Glucose-related traits have been extensively discussed as risk factors for gallstone disease in previous studies[11,12]. Yuan et al[24] validated the causal association between type 2 diabetes and gallstone disease [OR: 1.13 (95%CI: 1.09-1.17)] through the two-sample MR method, demonstrating its facilitating effectiveness. Considering that the foremost presence of pancreatic impairment in type 2 diabetes is the abnormal serum sugar-relevant level[75], fasting glucose and fasting insulin alike were embodied in our candidate mediators. However, none of the putative mediators were estimated to be definite mediators, which does not indicate a lack of the unimportance or necessity for taking precautions against diabetes-induced factors, which might concurrently promote gallstone shaping.

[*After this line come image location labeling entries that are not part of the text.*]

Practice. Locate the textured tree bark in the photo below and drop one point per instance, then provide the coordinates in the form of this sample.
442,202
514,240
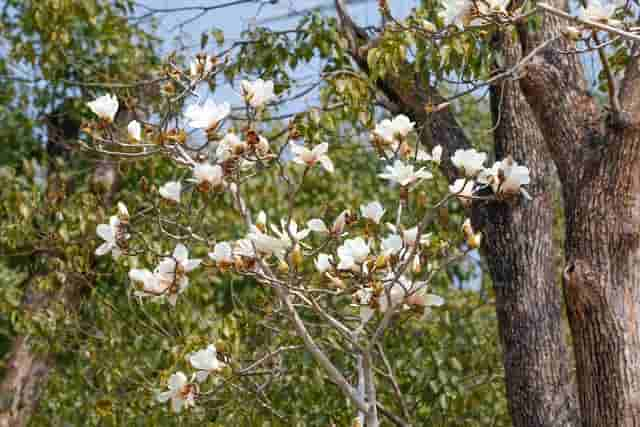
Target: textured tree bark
600,159
518,245
522,261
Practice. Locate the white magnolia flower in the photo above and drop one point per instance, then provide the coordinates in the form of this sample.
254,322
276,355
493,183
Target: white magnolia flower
373,211
181,392
230,145
323,262
506,177
391,245
455,12
304,156
404,174
257,93
222,253
152,286
469,161
206,362
105,107
110,233
391,130
435,156
597,10
207,116
134,130
463,189
206,173
268,244
352,252
172,272
171,190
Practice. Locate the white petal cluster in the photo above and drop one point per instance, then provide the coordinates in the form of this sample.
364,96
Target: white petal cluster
207,116
257,93
405,174
113,232
105,107
206,362
372,211
307,157
171,191
181,392
390,131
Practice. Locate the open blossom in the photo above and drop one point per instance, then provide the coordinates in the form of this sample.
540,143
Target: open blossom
323,262
352,252
208,174
463,189
207,116
105,107
206,362
257,93
171,191
506,177
304,156
597,10
110,233
391,130
404,174
134,130
469,161
373,211
435,156
181,392
455,12
222,253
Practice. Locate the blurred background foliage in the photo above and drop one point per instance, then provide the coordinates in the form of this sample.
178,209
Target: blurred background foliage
111,352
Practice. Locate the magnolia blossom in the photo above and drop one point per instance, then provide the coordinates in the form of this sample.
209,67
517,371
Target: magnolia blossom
257,93
304,156
404,174
352,252
391,245
206,173
435,156
469,161
455,12
105,107
206,362
506,177
207,116
171,191
373,211
134,130
323,262
463,189
110,234
181,392
391,130
597,10
222,253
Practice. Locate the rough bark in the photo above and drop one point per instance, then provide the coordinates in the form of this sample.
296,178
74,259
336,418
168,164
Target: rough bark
600,157
518,245
522,261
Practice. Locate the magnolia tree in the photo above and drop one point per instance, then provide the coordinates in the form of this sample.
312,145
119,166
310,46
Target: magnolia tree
351,273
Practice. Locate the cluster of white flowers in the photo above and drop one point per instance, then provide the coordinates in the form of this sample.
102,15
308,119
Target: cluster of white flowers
114,233
183,391
168,279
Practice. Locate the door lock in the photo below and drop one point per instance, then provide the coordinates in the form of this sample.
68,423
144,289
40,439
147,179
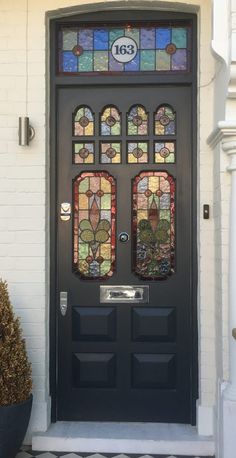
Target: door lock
123,237
65,213
63,302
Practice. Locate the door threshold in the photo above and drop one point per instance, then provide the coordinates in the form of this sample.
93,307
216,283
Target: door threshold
114,437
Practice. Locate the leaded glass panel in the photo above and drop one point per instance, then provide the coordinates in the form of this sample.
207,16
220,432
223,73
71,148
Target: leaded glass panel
165,121
110,153
94,225
154,225
159,47
110,121
83,153
137,121
83,121
165,152
137,152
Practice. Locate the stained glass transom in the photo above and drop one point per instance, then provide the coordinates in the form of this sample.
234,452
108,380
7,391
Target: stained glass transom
110,121
83,122
154,224
156,48
110,153
94,225
137,152
83,153
137,121
165,121
165,152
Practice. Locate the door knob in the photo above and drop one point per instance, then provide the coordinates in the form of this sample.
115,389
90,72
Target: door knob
65,213
63,302
123,237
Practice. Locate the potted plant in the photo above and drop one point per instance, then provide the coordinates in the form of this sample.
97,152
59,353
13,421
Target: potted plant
15,380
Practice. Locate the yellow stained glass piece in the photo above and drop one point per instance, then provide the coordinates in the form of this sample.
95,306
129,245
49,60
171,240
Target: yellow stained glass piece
105,251
154,183
159,129
89,129
142,214
83,202
116,159
132,159
105,185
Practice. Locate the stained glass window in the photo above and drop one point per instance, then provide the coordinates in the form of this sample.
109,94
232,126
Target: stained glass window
159,47
110,121
165,121
165,152
137,121
154,225
83,121
110,153
137,152
83,153
94,225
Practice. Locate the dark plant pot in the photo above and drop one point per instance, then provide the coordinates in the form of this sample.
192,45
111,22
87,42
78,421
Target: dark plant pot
14,420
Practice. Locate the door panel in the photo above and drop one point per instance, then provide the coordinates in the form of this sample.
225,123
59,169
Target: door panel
124,360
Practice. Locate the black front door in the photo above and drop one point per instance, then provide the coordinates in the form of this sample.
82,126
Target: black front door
124,254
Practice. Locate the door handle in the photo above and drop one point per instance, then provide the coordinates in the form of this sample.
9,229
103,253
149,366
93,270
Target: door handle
63,302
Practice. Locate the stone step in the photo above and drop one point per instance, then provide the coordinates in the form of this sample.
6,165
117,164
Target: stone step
124,438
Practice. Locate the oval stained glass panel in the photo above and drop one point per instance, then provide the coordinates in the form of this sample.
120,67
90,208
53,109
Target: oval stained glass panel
165,120
94,225
137,121
154,225
83,121
110,121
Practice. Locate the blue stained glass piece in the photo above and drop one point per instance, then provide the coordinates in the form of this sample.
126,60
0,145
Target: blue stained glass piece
133,65
85,39
148,38
70,62
115,66
100,39
162,38
105,130
148,60
142,185
179,60
165,201
170,128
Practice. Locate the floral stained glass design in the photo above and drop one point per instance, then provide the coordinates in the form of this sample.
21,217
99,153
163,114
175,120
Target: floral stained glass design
154,225
94,225
165,152
110,153
160,48
137,152
83,153
165,121
83,122
110,121
137,121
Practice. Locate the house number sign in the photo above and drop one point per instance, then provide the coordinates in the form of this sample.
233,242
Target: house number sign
124,49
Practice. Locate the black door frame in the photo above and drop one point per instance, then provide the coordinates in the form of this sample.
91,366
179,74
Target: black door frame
57,81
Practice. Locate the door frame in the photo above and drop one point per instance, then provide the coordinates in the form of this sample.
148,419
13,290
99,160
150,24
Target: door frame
71,81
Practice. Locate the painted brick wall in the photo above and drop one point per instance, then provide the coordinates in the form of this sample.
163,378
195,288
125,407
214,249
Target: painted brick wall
24,201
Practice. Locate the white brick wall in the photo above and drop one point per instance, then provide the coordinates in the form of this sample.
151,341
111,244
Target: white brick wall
23,226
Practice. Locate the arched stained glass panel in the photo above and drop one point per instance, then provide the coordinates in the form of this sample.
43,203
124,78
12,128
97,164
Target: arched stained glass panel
110,121
165,120
94,225
154,225
137,121
83,121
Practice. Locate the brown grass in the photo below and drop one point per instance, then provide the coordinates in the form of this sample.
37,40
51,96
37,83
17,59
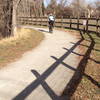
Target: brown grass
87,90
12,48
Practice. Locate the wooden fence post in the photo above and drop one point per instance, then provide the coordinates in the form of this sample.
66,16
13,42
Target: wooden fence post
70,22
87,25
78,23
61,21
41,21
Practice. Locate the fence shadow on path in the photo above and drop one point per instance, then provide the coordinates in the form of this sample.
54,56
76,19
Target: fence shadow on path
79,73
42,30
71,86
32,86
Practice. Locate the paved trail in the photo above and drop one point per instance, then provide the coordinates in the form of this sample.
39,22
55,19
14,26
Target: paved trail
40,74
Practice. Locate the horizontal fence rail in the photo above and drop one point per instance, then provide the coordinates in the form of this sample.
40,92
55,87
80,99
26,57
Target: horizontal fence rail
92,24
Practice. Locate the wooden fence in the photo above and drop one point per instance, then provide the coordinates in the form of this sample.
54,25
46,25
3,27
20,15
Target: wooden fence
92,24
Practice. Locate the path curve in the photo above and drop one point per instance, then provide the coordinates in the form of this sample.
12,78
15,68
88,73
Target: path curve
40,62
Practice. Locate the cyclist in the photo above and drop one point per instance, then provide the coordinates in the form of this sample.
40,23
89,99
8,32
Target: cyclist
51,20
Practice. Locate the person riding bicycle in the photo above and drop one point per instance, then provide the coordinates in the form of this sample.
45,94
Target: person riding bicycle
51,20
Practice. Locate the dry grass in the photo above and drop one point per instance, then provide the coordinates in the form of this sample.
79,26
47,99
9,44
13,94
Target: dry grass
13,47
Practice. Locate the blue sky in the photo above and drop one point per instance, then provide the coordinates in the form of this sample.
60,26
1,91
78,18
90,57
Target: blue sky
88,1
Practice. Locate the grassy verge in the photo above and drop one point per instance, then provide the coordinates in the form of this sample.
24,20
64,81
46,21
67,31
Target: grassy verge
13,47
88,88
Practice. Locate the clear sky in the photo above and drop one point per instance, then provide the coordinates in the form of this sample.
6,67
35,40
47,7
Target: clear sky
46,2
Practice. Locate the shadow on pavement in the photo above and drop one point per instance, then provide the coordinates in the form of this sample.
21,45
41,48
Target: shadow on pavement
73,83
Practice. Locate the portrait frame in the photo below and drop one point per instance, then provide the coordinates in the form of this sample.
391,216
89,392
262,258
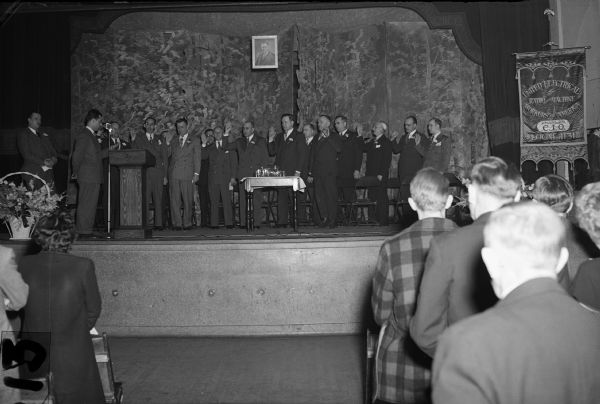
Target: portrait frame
267,57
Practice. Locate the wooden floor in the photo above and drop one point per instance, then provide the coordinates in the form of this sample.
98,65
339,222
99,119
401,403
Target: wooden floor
312,369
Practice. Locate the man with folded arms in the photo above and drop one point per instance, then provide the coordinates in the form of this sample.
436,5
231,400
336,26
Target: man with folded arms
455,283
537,345
38,153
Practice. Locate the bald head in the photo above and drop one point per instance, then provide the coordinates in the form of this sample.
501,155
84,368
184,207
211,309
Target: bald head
523,241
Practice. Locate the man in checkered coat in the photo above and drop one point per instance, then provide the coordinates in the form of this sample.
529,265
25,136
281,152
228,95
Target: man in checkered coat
403,370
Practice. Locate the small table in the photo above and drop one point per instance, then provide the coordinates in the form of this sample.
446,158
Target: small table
252,183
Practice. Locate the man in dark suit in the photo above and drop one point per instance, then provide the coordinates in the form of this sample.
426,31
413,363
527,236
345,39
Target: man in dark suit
87,168
252,154
207,138
324,171
64,301
38,153
379,158
222,167
535,346
348,164
586,285
439,150
309,132
113,140
412,147
403,370
184,172
455,283
156,176
290,151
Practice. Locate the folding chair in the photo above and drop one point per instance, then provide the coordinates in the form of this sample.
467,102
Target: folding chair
363,202
371,351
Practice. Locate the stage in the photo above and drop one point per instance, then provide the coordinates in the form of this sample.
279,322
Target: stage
227,282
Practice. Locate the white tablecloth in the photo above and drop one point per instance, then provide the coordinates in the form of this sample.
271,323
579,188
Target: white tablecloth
251,183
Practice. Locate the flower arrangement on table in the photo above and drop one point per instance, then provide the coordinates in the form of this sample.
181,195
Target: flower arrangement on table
21,207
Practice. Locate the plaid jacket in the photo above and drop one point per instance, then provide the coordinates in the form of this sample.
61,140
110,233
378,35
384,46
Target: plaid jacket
403,370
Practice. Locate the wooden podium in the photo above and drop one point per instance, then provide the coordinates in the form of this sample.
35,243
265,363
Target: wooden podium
132,183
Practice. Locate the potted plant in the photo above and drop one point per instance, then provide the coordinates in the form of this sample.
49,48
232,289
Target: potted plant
21,207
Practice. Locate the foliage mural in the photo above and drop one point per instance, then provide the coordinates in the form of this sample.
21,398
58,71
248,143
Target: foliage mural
378,72
388,71
131,75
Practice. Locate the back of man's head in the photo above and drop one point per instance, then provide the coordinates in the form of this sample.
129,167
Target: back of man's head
554,191
429,190
587,208
523,241
494,177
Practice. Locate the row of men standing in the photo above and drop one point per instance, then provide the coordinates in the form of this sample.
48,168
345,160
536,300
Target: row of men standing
330,160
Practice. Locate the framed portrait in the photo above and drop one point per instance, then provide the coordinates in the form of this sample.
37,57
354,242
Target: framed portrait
264,52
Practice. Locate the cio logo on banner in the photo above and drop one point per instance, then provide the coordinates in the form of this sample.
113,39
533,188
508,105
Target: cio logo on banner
558,125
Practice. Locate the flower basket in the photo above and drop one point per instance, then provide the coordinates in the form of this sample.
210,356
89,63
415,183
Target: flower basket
20,207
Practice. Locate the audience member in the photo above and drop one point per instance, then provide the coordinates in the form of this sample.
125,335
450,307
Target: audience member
111,140
412,147
13,296
290,151
87,168
556,192
324,172
403,370
156,175
184,172
537,345
13,291
253,154
207,138
222,168
348,165
37,151
64,301
455,283
586,284
379,158
439,149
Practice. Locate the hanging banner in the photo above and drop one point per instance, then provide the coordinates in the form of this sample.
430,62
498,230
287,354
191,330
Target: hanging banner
552,101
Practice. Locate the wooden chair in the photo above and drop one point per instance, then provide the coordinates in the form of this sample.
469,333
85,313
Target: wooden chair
113,391
363,202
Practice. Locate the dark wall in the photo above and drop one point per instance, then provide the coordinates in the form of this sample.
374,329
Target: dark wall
35,75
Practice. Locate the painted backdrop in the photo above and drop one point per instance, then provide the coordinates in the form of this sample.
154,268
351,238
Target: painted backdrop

In general, the major proportion of gallstones in the Western world are cholesterol gallstones, instead of pigment components. Surprisingly, serum lipid levels were excluded as mediators in our study, although hyperlipidemia has been illustrated to be involved in gallstone diseases, based on compelling observational studies[13,14,76,77]. To our knowledge, high LDL-C levels, high triglycerides levels, and high total cholesterol are the risk factors and high HDL-C is a protective factor against gallstones. Commonly, cholesterol gallstone formation is frequently the consequence of an imbalance of physical–chemical cholesterol solubility, contributing to a disturbance in biliary cholesterol homeostasis and promoting cholesterol crystallization and gallstone formation[78]. Despite lipid index not causally kicking in the education—gallstone pathway, approaches to maintain physiological-state serum lipid are steered to be emphasized, especially reducing high fat intake. More recently, smoking and alcohol consumption have been considered to accelerate gallstone formation, while coffee and tea intake might have adverse effects, but the precise mechanism has not been elucidated[15-17]. Moreover, socioeconomic factors are also involved in the development of gallstone disease, and notably, higher income individuals are less likely to suffer from gallstone disease[21]. Considering that the major proportion of GWAS statistics utilized in this study were extracted from European populations from high-education and high-income regions, the economic or educational disparity seems not too apparent, explaining to a certain extent why income did not play a mediating role.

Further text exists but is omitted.